Oefening 1: Woordbingo
Instructie: 1. Luister minimaal twee keer naar de video en geef de woorden aan die je hoort. 2. Gebruik de woorden om een gesprek te vormen met je docent (schrijf je gesprek op). 3. Memoriseer de woorden met de woordentrainer.
Woord | Vertaling |
---|---|
simpatico | sympathiek |
molto conosciuto | zeer bekend |
ho un brutto carattere | ik heb een slecht karakter |
irascibile | prikkelbaar |
intrattabile | onhandelbaar |
Oefening 2: Dialoog
Instructie: 1. Lees de dialoog in tweetallen. 2. Memoriseer de zinnen door de vertaling af te dekken. 3. Dek de regels van één spreker af, geef alternatieve antwoorden met je leraar en schrijf ze op.
Angela torna a casa dopo il primo giorno di lavoro e parla con Sergio dei colleghi nuovi.
1. | Sergio: | Com'è andata oggi al lavoro? | (Hoe was het vandaag op het werk?) |
2. | Angela: | Molto bene! Oggi ho conosciuto tutti i nuovi colleghi. | (Heel goed! Vandaag heb ik alle nieuwe collega’s leren kennen.) |
3. | Sergio: | Davvero? E come ti sono sembrati? | (Echt? En wat vond je van hen?) |
4. | Angela: | Mi sono sembrati tutti gentili e amichevoli, soprattutto Marco. | (Ik vond ze allemaal aardig en vriendelijk, vooral Marco.) |
5. | Sergio: | Chi è Marco? | (Wie is Marco?) |
6. | Angela: | Marco è il collega che mi ha presentata a tutti. Secondo me è il più simpatico. | (Marco is de collega die mij aan iedereen heeft voorgesteld.
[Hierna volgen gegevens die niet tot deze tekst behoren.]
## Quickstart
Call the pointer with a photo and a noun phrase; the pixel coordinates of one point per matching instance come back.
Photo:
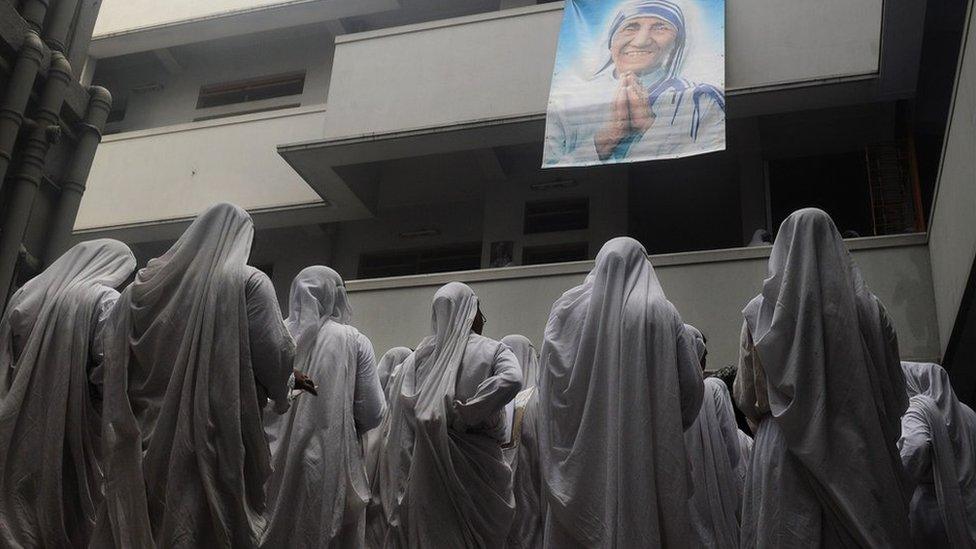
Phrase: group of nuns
(185, 411)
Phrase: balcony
(167, 175)
(708, 288)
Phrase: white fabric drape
(938, 448)
(713, 451)
(527, 356)
(528, 524)
(619, 384)
(49, 423)
(388, 371)
(389, 362)
(186, 459)
(319, 490)
(459, 488)
(825, 467)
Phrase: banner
(637, 80)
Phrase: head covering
(528, 358)
(319, 482)
(665, 10)
(49, 427)
(186, 458)
(953, 430)
(317, 293)
(826, 387)
(459, 487)
(611, 420)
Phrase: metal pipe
(28, 178)
(83, 26)
(18, 94)
(73, 185)
(58, 29)
(33, 12)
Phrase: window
(835, 183)
(117, 114)
(557, 253)
(557, 215)
(454, 257)
(254, 89)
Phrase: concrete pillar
(752, 177)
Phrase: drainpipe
(73, 185)
(28, 178)
(33, 12)
(59, 25)
(18, 94)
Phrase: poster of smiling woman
(637, 80)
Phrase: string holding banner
(637, 80)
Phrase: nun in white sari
(193, 349)
(319, 490)
(455, 386)
(375, 443)
(619, 385)
(528, 527)
(819, 375)
(637, 105)
(50, 475)
(938, 449)
(714, 454)
(389, 363)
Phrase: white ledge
(580, 267)
(230, 120)
(451, 22)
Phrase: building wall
(178, 171)
(953, 231)
(465, 69)
(708, 288)
(174, 97)
(505, 211)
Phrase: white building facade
(399, 141)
Volgens mij is hij het vriendelijkst.) |
7. | Sergio: | E come mai secondo te è il più simpatico? | (En waarom denk je dat hij het vriendelijkst is?) |
8. | Angela: | Perché è amico di tutti in ufficio. | (Omdat hij met iedereen op kantoor bevriend is.) |
9. | Sergio: | Hai conosciuto anche il capo? | (Heb je ook de baas ontmoet?) |
10. | Angela: | Sì, mi è sembrato una persona intelligente e socievole. | (Ja, hij leek mij een intelligente en sociale persoon.) |
11. | Sergio: | Sono contento per te! | (Ik ben blij voor je!) |
Oefening 3: Vragen over de tekst
Instructie: Lees de bovenstaande tekst en kies het juiste antwoord.
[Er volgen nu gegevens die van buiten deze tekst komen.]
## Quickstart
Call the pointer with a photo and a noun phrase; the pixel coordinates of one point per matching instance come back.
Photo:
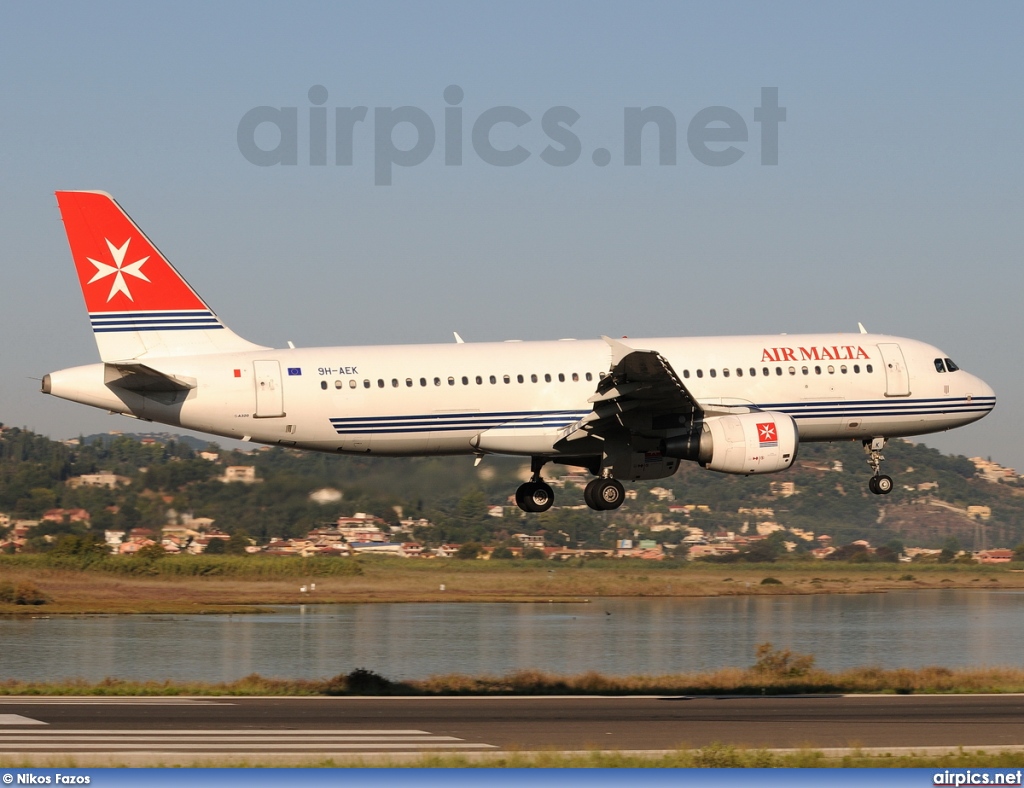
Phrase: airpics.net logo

1. Com'è andata oggi al lavoro per Angela?
(Hoe is het vandaag gegaan op het werk voor Angela?)2. Come descrive Angela Marco, il collega?
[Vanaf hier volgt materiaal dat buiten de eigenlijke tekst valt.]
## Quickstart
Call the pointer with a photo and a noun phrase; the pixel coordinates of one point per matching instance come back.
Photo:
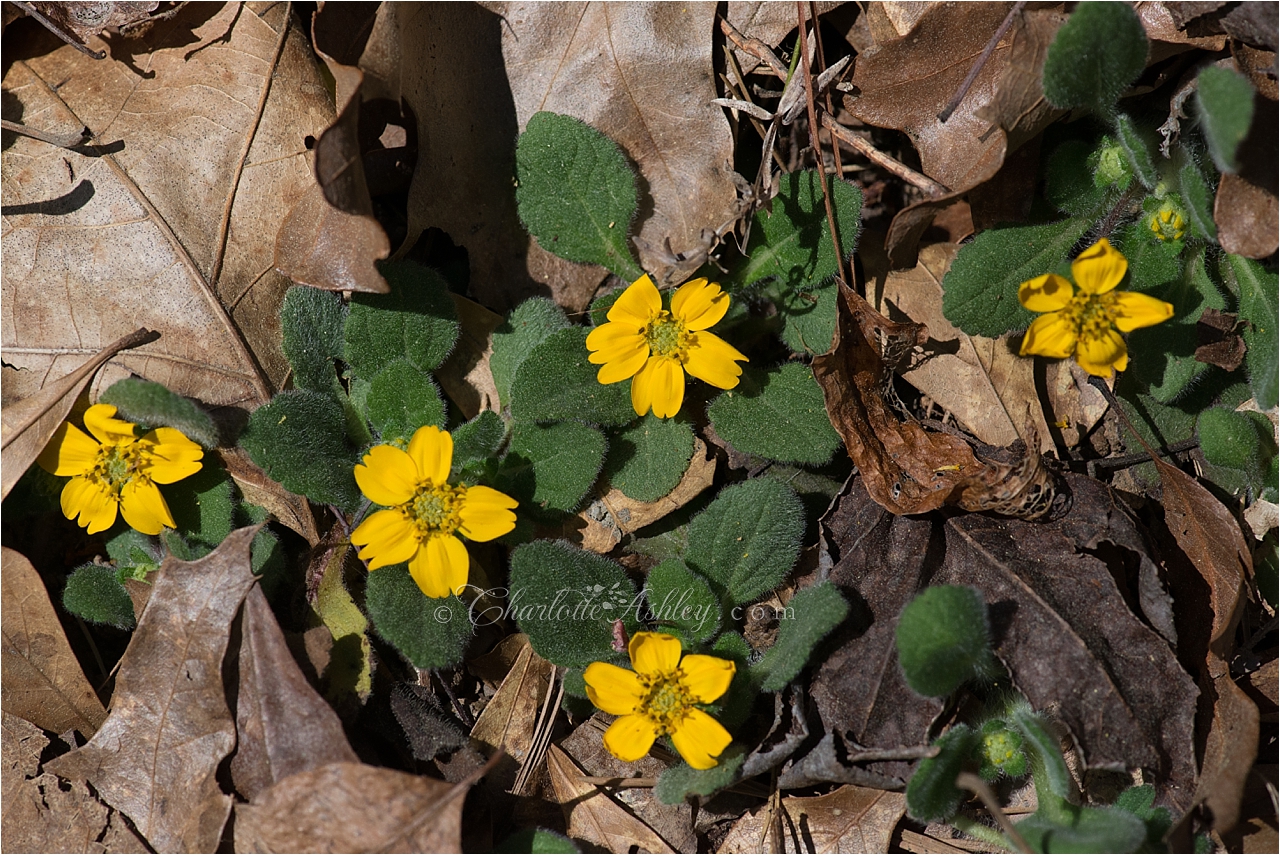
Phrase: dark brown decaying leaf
(170, 220)
(156, 755)
(41, 679)
(282, 725)
(1065, 599)
(908, 469)
(352, 808)
(41, 814)
(28, 424)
(Hoe beschrijft Angela Marco, de collega?)3. Che impressione ha avuto Angela del suo capo?
(Welke indruk kreeg Angela van haar baas?)4. Perché Angela pensa che Marco è il più simpatico?
(Waarom denkt Angela dat Marco de aardigste is?)Oefening 4: Openingsvragen voor gesprekken
Instructie: Bespreek de volgende vragen met je leraar met behulp van de woordenschat uit deze les, en schrijf je antwoorden op.
- Come descriveresti il carattere di una persona molto socievole?
- Hai un collega o un amico che ti sembra molto intelligente? Come lo descrivi?
- Parlami di un amico o collega che consideri simpatico. Perché lo pensi?
- Secondo te, quali qualità rendono una persona amichevole sul posto di lavoro?